Private PyPi Server Setup
For one of our bigger clients we’re developing a suite of web applications that all share an authentication system. As such, it is a perfect candidate to be made into a Python package shared between them.
However, distribution of packages you want to keep off PyPi gets tricky. There are paid solutions that we wanted to avoid due to lack of flexibility (low initial number of packages and increases in cost when scaling beyond that).
Initially, we just included zipped packages in the apps repository, which works, but has a lot of drawbacks, such as:
- Being unable to easily check the version of the package included
- Git doesn’t play well with binary files when merging branches
- “Release process” becomes rather tedious (commit to GitHub, download the zip, save it to the target repository)
After being bored to death by the process and then some, I decided to research possible solutions for deploying a private PyPi-compatible server. Stumbling upon pypiserver and PyPICloud, I went for the latter, since there’s an Ansible playbook available for deployment, and we can use S3 as the storage backend, which fits nicely with the rest of the stack sitting in AWS.
After adjusting said Ansible playbook a little bit to include Lets-Encrypt-powered SSL (since basic http auth is used), I had to make some configuration choices. Initially adding PostgreSQL caused some server errors that turned out to be EOF when trying to read from a closed DB connection. Instead of wasting any more time on debugging this, I just went back to using SQLite, which should be perfectly fine for a low-traffic server.

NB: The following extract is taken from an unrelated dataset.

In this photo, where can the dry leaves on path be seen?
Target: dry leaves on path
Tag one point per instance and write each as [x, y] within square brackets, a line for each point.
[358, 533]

I created separate users with read/write access for each package we planned to host, then moved on to setting up the process of uploading packages. This involves creating a .pypirc file containing the server url, along with the credentials needed, such as:
[distutils] index-servers = internal [internal] repository: https://pypi.myserver.com/ username: username password: password
Then uploading the package using a command like this:
python setup.py sdist bdist_dumb upload -r internal
Being lazy, I used Fabric to simplify that into a
fab publish command that pushes a new version of the package to the server.
Installing the packages
PyPICloud doesn’t provide an API for pip to interact with it using index-url, but it will work as an html index for it, which can be utilized using a find-links option. For each package in
pip.conf we need an entry (note that URLs include http basic auth):
[global] find-links = https://read-only-user:firstname.lastname@example.org/simple/package1 https://read-only-user:email@example.com/simple/package2
After that, installing packages is as simple as specifying the package name and version in the requirements file.